My First Time...with Julian Furman
Julian Furman was born in London by sheer chance. He was educated at St. Paul’s School but spent long periods as a child at his father’s office overlooking Tiananmen Square in Beijing, until he watched the sparks of protest flare in 1989 beneath the window. As an adult he gained an MA in International Studies and Diplomacy from SOAS, and worked with the Knesset’s Constitution, Law and Justice Committee during their aborted attempts to draft an Israeli constitution.
Married and living in Tel-Aviv with a newborn baby, Julian was sitting on a park bench surrounded by the aftermath of the social protests racking the city when he began writing a portrait: both of new fatherhood and the crisis of self it engenders, and of Tel-Aviv, the vibrant, modern, youthful city struggling not only with the international economic crises of the age, but also with a crippling existential insecurity, and the souring of the country’s nationalist dream. As he wrote, he would witness the protests spasm to a violent end, and Tel-Aviv would come under direct rocket attack for the first time in over twenty years.

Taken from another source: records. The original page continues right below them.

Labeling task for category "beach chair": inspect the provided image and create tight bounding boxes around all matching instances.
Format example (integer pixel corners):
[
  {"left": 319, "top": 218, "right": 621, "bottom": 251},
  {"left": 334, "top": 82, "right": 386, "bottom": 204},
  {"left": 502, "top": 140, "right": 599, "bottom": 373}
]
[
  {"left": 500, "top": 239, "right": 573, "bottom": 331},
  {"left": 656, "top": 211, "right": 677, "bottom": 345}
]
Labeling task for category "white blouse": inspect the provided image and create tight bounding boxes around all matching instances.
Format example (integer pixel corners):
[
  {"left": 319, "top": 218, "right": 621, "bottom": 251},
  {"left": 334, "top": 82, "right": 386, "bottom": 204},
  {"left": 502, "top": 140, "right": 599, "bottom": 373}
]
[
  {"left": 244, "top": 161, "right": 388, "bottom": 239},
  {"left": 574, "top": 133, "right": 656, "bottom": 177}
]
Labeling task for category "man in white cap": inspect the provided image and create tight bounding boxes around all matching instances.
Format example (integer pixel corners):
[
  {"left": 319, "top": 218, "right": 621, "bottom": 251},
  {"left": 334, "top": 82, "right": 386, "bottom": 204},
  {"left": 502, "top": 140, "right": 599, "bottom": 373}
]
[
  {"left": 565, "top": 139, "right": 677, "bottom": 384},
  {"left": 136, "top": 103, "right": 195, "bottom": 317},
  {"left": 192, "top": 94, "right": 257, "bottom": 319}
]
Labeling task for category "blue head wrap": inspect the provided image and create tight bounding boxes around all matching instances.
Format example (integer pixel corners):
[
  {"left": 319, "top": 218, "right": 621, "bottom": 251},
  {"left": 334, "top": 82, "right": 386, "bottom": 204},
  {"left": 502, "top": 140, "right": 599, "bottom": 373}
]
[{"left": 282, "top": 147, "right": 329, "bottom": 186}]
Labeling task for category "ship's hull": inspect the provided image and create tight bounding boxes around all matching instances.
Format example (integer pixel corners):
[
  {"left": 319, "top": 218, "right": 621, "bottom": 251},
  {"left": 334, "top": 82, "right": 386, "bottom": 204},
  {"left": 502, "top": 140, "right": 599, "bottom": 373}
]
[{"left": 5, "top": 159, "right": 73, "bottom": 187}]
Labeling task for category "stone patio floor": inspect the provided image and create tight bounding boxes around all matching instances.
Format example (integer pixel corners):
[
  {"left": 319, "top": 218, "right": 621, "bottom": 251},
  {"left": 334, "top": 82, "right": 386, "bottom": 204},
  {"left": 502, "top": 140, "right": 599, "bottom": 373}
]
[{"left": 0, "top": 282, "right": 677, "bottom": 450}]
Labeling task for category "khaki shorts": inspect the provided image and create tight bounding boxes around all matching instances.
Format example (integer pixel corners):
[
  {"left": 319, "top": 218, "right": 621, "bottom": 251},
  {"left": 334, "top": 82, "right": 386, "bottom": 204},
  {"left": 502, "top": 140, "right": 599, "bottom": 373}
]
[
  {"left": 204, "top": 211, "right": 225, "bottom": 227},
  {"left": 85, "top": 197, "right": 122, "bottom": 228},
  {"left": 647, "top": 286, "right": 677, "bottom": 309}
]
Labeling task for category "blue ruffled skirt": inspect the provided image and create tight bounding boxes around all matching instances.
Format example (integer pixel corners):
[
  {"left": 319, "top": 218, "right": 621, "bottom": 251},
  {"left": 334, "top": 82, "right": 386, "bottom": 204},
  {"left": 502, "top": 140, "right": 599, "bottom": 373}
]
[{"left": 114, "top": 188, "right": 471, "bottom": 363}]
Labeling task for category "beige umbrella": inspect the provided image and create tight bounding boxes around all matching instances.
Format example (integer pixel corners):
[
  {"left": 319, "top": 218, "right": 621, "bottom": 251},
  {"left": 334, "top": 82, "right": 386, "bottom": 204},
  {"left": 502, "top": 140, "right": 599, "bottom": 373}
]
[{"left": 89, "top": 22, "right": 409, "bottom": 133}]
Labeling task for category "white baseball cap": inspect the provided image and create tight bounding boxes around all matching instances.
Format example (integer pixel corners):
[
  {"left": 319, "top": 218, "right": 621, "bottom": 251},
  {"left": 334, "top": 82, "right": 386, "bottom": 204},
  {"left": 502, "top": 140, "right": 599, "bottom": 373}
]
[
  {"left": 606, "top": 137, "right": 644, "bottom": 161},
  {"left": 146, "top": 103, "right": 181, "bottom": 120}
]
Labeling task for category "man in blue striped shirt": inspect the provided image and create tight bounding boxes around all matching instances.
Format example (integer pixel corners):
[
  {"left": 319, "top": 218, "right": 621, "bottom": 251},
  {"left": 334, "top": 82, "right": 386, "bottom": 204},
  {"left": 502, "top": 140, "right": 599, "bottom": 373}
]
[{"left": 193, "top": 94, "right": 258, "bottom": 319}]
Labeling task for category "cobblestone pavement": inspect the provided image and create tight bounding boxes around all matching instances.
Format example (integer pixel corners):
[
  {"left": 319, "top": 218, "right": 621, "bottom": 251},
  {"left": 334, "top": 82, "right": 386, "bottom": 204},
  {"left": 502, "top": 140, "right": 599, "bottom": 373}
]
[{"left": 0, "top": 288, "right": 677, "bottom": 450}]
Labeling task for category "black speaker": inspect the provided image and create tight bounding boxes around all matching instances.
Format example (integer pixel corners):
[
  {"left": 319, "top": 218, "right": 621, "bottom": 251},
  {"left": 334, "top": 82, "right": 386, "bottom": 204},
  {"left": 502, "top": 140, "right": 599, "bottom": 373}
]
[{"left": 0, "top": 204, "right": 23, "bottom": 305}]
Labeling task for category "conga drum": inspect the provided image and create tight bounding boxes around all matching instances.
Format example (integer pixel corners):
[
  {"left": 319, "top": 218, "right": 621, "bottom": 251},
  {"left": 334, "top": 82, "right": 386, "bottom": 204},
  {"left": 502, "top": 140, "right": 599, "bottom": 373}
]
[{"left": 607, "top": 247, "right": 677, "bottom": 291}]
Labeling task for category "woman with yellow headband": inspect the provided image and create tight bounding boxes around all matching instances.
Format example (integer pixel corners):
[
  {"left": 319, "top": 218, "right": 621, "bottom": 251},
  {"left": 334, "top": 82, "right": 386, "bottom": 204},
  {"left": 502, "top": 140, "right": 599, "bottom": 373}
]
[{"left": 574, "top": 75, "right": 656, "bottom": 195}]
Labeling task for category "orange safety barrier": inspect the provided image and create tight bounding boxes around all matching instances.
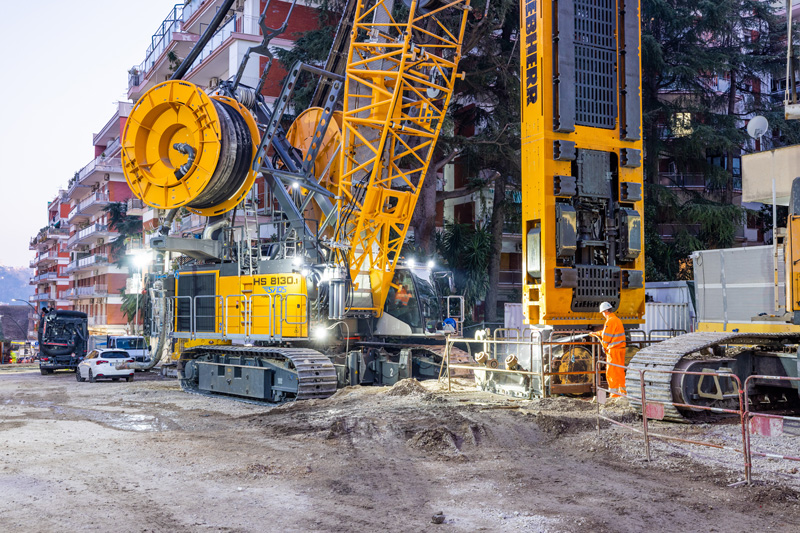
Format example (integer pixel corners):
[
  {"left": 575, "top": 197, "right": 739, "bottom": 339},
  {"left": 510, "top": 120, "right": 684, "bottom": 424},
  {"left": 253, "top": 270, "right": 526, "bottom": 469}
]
[
  {"left": 743, "top": 375, "right": 800, "bottom": 484},
  {"left": 596, "top": 361, "right": 751, "bottom": 479}
]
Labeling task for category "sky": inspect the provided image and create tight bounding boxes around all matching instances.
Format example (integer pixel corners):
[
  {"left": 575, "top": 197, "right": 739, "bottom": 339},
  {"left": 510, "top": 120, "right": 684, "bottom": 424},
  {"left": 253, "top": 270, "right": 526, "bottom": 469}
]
[{"left": 0, "top": 0, "right": 177, "bottom": 267}]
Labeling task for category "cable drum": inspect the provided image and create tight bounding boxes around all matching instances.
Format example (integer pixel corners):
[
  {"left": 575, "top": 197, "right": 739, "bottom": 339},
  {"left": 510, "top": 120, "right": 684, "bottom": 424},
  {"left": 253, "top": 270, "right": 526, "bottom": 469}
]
[
  {"left": 122, "top": 81, "right": 260, "bottom": 216},
  {"left": 186, "top": 100, "right": 253, "bottom": 210}
]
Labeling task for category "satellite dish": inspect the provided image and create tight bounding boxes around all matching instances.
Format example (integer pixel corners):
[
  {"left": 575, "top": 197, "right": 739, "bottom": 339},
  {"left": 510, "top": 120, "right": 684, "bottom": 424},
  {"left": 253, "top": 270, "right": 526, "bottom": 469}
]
[{"left": 747, "top": 115, "right": 769, "bottom": 139}]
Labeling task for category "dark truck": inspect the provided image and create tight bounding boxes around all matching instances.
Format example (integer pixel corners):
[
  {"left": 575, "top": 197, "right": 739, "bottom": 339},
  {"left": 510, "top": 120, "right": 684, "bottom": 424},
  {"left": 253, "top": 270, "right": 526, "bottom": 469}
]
[{"left": 39, "top": 309, "right": 89, "bottom": 375}]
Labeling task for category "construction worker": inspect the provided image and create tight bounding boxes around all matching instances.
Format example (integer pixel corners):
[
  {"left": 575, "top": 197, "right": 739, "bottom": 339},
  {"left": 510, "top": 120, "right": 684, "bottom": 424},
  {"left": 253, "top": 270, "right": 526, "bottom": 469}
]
[
  {"left": 600, "top": 302, "right": 626, "bottom": 392},
  {"left": 394, "top": 285, "right": 411, "bottom": 305}
]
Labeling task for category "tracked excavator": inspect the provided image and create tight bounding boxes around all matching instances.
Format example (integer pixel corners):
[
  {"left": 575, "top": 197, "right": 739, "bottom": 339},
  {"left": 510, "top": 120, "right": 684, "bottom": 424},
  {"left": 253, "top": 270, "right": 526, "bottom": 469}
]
[
  {"left": 122, "top": 0, "right": 470, "bottom": 402},
  {"left": 626, "top": 179, "right": 800, "bottom": 422},
  {"left": 494, "top": 0, "right": 800, "bottom": 421}
]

Julian splits his time between London and Tel-Aviv, with his wife, two daughters and two female dogs.
Julian is reading at The Riff Raff writers' meet-up on Thursday December 14th – get your tickets here.

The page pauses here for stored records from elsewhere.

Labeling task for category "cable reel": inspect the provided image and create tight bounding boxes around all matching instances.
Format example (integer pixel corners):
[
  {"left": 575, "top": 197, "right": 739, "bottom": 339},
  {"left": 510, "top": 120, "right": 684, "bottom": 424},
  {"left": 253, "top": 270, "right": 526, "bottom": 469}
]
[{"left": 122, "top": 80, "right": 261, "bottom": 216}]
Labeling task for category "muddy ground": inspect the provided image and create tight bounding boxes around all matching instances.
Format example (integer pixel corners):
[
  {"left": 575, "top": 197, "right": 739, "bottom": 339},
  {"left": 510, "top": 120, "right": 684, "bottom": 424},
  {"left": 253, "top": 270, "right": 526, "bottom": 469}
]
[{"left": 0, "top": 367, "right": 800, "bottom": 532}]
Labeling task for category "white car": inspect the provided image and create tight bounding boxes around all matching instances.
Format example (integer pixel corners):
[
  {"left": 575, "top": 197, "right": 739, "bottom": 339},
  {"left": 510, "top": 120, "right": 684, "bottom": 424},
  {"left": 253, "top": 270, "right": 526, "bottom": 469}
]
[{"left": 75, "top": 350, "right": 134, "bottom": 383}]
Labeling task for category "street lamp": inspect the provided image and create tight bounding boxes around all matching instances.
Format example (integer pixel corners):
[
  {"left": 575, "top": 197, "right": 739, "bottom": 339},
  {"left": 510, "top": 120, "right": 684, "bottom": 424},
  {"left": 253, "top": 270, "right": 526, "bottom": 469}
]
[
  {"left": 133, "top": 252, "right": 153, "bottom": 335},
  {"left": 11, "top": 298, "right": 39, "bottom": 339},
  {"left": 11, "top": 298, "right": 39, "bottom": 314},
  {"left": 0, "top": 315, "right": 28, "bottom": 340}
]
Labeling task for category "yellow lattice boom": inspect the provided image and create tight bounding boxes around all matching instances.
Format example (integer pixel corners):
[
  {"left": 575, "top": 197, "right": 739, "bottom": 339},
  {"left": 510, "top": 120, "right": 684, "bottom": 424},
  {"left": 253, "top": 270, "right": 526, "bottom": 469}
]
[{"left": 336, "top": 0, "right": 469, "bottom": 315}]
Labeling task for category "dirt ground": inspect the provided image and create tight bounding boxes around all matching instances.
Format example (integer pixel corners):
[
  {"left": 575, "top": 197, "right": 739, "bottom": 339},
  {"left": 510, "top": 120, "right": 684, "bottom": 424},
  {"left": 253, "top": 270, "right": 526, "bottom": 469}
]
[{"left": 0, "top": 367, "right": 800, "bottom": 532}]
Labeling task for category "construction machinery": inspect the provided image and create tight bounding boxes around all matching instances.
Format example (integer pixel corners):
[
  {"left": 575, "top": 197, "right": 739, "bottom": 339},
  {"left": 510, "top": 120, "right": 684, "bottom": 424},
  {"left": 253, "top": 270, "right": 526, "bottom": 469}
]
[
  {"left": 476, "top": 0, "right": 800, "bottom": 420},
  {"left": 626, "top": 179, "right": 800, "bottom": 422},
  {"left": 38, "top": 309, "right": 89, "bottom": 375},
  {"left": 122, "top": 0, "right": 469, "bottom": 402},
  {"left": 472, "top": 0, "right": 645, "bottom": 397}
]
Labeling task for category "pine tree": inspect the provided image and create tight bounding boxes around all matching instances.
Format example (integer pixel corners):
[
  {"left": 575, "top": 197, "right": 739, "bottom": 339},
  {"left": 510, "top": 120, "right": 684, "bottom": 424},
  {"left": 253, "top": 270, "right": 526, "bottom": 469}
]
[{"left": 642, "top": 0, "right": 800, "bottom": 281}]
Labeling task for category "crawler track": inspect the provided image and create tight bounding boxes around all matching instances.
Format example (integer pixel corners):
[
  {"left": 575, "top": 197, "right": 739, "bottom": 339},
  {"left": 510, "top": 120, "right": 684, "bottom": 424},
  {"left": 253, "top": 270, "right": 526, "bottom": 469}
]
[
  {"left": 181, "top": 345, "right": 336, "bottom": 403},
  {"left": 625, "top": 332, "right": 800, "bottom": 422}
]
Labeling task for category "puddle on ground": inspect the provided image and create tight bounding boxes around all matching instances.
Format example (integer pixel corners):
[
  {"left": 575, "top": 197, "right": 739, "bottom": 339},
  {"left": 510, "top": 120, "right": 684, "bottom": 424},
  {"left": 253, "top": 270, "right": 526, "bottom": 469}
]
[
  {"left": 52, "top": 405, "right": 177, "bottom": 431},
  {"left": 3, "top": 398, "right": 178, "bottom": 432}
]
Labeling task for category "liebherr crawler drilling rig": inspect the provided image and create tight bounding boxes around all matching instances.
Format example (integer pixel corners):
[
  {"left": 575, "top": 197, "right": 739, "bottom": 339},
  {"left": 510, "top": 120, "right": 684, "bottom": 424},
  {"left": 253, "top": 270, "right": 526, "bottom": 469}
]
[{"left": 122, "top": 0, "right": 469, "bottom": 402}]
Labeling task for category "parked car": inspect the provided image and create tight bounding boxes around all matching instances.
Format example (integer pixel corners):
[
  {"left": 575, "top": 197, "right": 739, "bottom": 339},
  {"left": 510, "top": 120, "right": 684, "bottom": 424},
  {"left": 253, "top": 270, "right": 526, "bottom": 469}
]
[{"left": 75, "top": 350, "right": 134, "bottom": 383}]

Here's the blurb for This is how we talk...
Life in Tel Aviv, Israel's famed party town, is restless, relentless and amoral, a cycle of hedonism and bitter regret. Modern couple, Yonotan and Lia, are at the heart of the scene, and this is the story of their relationship, lives as parents and the fallout from their break-up.With searing honesty, Furman examines the younger generation of Israelis, alienated from their state and morally conflicted about their role as soldiers and citizens; burdened with responsibility of forging the future for a nation perpetually at war with itself.

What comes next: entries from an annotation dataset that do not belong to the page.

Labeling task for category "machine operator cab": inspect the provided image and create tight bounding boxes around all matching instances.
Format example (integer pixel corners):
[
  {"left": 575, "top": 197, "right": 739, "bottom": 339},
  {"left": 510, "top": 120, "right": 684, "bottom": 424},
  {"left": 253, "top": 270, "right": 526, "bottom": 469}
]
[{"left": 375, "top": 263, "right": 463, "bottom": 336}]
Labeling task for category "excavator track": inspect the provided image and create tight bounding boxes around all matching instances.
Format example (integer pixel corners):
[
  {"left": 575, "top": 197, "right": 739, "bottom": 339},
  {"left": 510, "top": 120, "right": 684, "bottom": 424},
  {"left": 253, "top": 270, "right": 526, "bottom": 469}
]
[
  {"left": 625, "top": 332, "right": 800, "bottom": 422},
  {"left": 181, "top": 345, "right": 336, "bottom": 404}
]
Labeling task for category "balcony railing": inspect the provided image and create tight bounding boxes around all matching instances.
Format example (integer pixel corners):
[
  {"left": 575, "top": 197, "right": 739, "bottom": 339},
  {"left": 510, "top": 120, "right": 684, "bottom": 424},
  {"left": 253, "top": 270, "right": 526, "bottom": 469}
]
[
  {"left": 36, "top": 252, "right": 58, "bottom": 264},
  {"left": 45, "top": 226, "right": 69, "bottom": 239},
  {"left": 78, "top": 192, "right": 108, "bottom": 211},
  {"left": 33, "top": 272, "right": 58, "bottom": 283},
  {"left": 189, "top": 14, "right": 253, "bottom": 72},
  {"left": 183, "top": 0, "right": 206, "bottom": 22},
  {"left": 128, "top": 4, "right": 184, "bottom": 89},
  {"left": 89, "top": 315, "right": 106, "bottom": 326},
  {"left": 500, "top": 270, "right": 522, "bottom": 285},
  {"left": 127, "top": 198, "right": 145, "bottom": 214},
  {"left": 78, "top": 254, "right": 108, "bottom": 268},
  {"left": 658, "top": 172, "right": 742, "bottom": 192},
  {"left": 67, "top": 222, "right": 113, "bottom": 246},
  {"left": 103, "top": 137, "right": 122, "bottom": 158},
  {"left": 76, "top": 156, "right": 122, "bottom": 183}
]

Describe the exact moment you decided to write your book?
Read This is How We Talk’s first page. As new parents, struggling to get to grips with the changes our first daughter brought to our lives, my wife and I had just had a fight. I left home with a notepad and a pen, found a bench in the local park, and began to write. I don’t think I had a complete understanding of what I wanted to create, just that I wanted to describe our experience, and the strange socio-political events occurring all around us in the city in which we lived.
What’s the one thing you wish you’d known before starting to write your first book?
How all-consuming the process is. Even if you’re writing about your own street, it exists in this parallel universe, and you’re the only one who can see it. It becomes obvious pretty quickly that you can’t talk to anyone about what you’re constructing, and part of being a writer becomes curating the isolation: finding space for both universes to exist side by side – your book’s world, and the world of your friends and family and life.